The use of the words "substantial justice" is not a magic wand that will automatically compel this Court to suspend procedural rules.23 Procedural rules are not to be belittled or dismissed, simply because their non-observance may have resulted in prejudice to a party's substantive rights.24 Like all rules, they are required to be followed except only for the most persuasive of reasons, when they may be relaxed to relieve a litigant of an injustice not commensurate with the degree of his thoughtlessness in not complying with the procedure prescribed.25 Thus, as called upon by the respondents, the Court yields to the time-honored principle "Justice is for all." Litigants must have equal footing in a court of law; the rules are laid down for the benefit of all and should not be made dependent upon a suitor's sweet time and own bidding.26

Hence, the RTC did not commit any grave abuse of discretion when it ruled that respondent violated the three-day rule as provided in Section 4, Rule 15 of the Rules of Court. The RTC, therefore, was correct in ruling that the Decision rendered in this case has become final after the lapse of fifteen (15) days or on May 5, 2010, pursuant to the ruling that a defective motion does not toll the running period to appeal from the judgment or final order.

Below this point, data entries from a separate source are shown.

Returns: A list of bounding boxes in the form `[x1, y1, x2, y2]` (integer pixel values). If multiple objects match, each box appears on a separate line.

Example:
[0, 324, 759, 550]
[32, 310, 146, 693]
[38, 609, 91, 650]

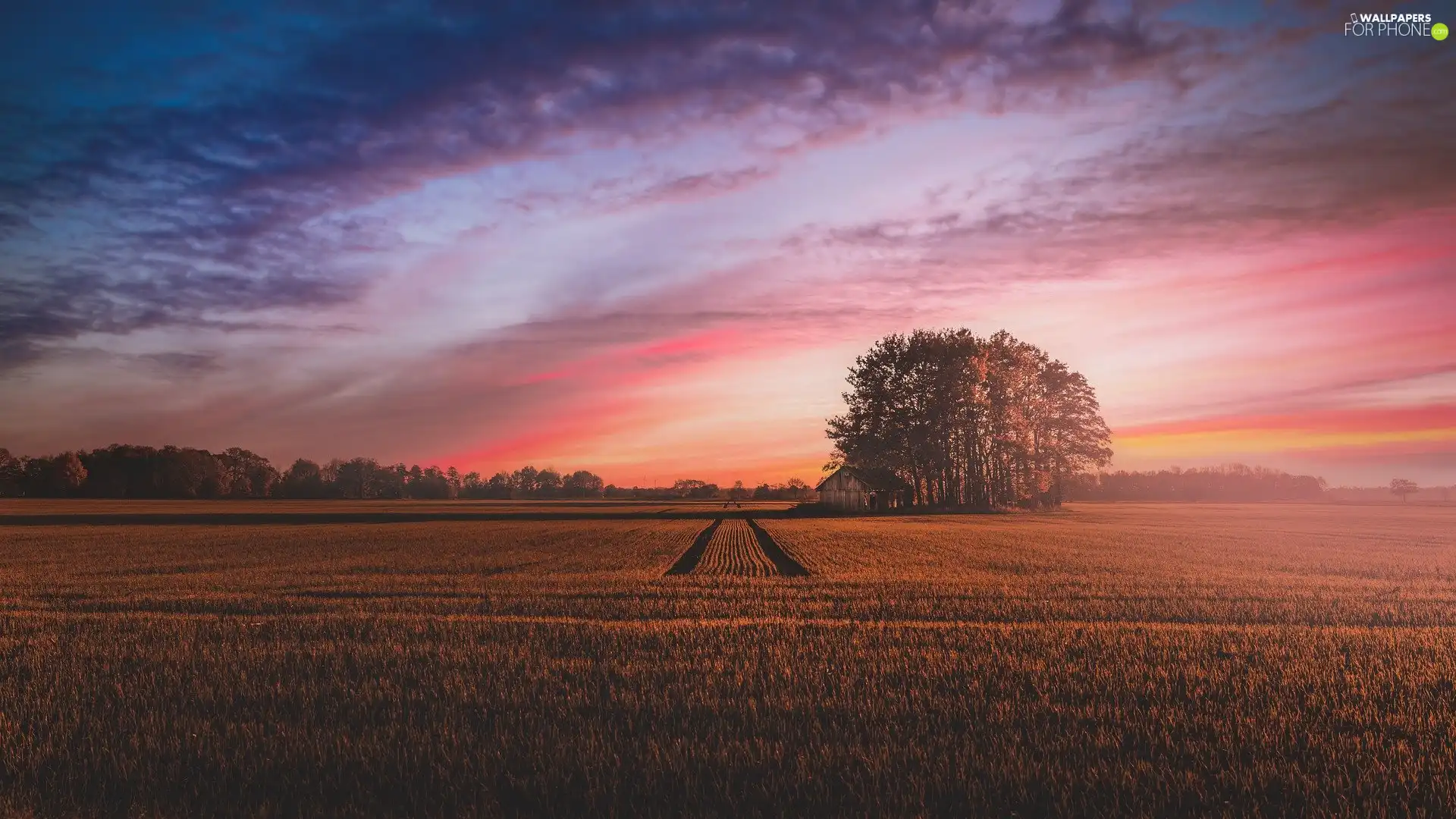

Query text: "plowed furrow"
[693, 520, 779, 577]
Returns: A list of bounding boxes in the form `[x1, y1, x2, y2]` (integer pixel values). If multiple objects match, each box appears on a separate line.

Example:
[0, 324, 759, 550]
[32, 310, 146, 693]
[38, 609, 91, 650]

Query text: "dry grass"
[0, 504, 1456, 816]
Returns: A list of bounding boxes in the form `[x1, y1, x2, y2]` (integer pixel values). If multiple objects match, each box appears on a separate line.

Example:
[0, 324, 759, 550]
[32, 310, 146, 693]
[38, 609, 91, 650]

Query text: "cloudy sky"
[0, 0, 1456, 484]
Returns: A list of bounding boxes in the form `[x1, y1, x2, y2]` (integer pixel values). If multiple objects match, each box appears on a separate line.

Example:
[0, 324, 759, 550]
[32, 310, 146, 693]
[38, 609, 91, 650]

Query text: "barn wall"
[820, 488, 868, 510]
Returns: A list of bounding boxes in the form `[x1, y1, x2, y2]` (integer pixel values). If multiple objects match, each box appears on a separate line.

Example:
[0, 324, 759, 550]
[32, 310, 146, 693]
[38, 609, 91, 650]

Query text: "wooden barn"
[814, 466, 905, 512]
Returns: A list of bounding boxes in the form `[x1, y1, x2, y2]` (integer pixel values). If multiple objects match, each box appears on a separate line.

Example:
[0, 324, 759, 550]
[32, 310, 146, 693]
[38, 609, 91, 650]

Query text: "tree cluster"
[827, 329, 1112, 509]
[1067, 463, 1325, 501]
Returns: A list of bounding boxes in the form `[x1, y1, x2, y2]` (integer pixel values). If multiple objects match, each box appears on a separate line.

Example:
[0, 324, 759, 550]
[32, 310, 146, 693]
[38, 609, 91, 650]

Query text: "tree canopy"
[827, 329, 1112, 509]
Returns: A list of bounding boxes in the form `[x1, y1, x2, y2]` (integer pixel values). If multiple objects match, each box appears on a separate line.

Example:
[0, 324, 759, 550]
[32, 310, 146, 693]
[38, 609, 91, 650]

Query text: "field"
[0, 503, 1456, 816]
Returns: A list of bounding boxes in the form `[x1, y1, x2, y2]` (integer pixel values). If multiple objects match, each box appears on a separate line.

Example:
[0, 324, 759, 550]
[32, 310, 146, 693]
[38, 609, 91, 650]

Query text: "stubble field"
[0, 504, 1456, 816]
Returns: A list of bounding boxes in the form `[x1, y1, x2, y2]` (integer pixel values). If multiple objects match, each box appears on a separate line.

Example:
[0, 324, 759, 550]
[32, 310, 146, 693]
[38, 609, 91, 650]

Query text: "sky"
[0, 0, 1456, 485]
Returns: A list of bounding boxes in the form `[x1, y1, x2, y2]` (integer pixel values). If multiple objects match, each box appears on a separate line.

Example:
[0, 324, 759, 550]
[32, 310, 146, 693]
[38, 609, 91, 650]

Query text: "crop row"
[693, 519, 777, 577]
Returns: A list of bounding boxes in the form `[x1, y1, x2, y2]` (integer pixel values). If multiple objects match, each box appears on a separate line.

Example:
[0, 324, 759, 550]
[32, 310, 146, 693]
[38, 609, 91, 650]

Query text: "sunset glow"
[0, 3, 1456, 485]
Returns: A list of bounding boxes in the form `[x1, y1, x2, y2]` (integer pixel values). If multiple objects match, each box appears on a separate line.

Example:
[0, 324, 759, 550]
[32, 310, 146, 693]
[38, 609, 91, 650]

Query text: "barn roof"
[814, 466, 908, 493]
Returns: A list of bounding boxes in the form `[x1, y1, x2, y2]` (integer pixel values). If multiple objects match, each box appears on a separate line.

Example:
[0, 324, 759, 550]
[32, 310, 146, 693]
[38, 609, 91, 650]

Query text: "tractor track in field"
[665, 517, 810, 577]
[748, 517, 810, 577]
[667, 517, 723, 574]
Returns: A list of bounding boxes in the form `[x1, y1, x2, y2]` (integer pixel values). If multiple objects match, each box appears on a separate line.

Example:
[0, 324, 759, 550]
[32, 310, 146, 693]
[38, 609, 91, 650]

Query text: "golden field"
[0, 501, 1456, 816]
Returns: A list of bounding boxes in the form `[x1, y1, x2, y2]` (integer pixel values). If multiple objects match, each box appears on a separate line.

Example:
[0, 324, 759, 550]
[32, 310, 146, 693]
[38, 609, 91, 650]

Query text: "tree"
[278, 457, 328, 498]
[1391, 478, 1421, 503]
[20, 452, 86, 497]
[215, 446, 278, 497]
[511, 466, 537, 497]
[536, 466, 560, 497]
[562, 469, 606, 497]
[0, 446, 27, 497]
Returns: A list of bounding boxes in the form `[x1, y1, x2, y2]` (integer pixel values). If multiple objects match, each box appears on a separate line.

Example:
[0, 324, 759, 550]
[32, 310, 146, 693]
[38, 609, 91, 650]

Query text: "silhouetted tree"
[20, 452, 86, 497]
[562, 469, 604, 497]
[278, 457, 329, 498]
[827, 329, 1112, 507]
[0, 447, 27, 497]
[1391, 478, 1421, 503]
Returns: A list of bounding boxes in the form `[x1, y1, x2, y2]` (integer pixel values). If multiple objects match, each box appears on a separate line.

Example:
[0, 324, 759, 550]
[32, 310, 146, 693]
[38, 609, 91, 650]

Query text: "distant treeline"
[1065, 463, 1325, 501]
[0, 444, 810, 500]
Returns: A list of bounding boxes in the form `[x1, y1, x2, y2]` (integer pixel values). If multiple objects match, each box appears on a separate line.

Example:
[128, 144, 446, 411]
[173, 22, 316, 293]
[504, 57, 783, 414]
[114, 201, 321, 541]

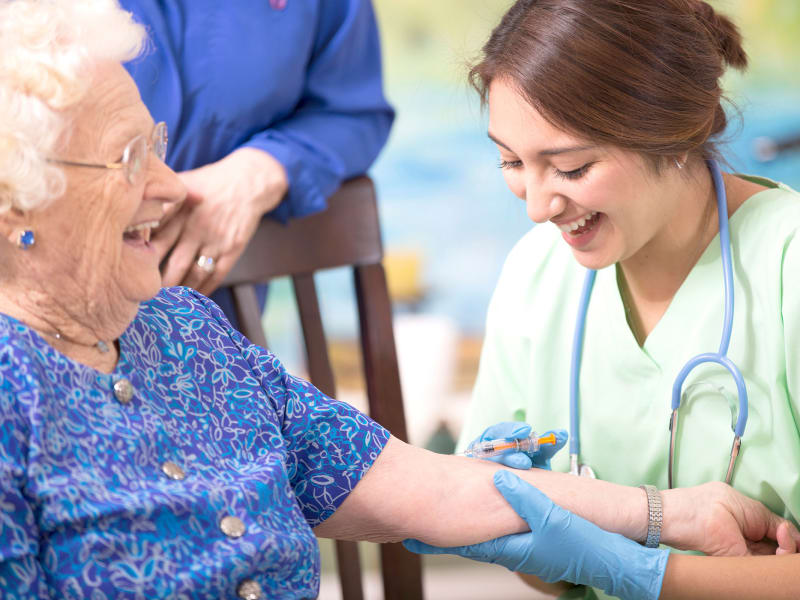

WHEREFORE, the Petition for Review on Certiorari under Rule 45 of the Rules of Court dated July 31, 2015 of petitioner Bernice Joan Ti is GRANTED. Consequently, the Decision dated January 10, 2014 and Resolution dated June 30, 2015 of the Court of Appeals are REVERSED and SET ASIDE and the Order dated May 20, 2011 of the Regional Trial Court, Branch 77, Quezon City in SP. Civil Action No. Q-09-65933 is AFFIRMED and REINSTATED.

SO ORDERED.

DIOSDADO M. PERALTA
Associate Justice

WE CONCUR:

ANTONIO T. CARPIO
Associate Justice
Chairperson

ESTELA M. PERLAS-BERNABE
Associate Justice
ALFREDO BENJAMIN S. CAGUIOA
Associate Justice

ANDRES B. REYES, JR.
Associate Justice

A T T E S T A T I O N

I attest that the conclusions in the above Decisionhad been reached in consultation before the case was assigned to the writer of the opinion of the Court’s Division.

ANTONIO T. CARPIO
Associate Justice
Chairperson, Second Division

C E R T I F I C A T I O N

Pursuant to the Section 13, Article VIII of the Constitution and the Division Chairperson’s Attestation, I certify that the conclusions in the above Decision had been reached in consultation before the case was assigned to the writer of the opinion of the Court’s Division.

MARIA LOURDES P.A. SERENO
Chief Justice


Footnotes

1 Penned by Associate Justice Sesinando E. Villon, with the concurrence of Associate Justices Fiorito S. Macalino and Zenaida T. Galapate-Laguilles; rollo, pp. 22-28.

2 Id. at 30-31.

3 Penned by Acting Presiding Judge Ma. Belen Ringis-Liban; id. at 141-142.

4 Rollo, pp. 27-28.

5 Id. at 190-203.

6 Id. at 209-218.

7 Deogracia Valderrama v. People, et al., G.R. No. 20054, March 27, 2017, citing De la Pena v. De la Peña,327 Phil. 936, 941 (1996) [Per J. Belosillo, First Division].

8 Id.

9 Id.

10 Id.

11 Rollo, pp. 126-127.

12 Id.

13 Id. at 26-27.

14 355 Phil. 404, 413-414 (1998).

15 Id.

16 Oasis Park Hotel v. Leslee V. Navaluna, G.R. No. 197191, November 21, 2016.

17 Rural Bank of Seven Lakes (S.P.C.), Inc. v. Belen A. Dan, 595 Phil. 1061, 1073 (2008).

18 Id.

19 Id.

20 Id.

21 Land Bank of the Philippines v. Natividad, 497 Phil. 738, 745 (2005).

22 Rivera v. Sandiganbayan, 489 Phil. 590, 607 (2005).

23 Rural Bank of Seven Lakes (S.P.C.), Inc. v. Belen A. Dan, supra.

24 Id.

25 Pedrosa v. Spouses Hill, 327 Phil. 153, 159 (1996).

26 Far Corporation v. Magdaluyo, 485 Phil. 599, 611 (2004).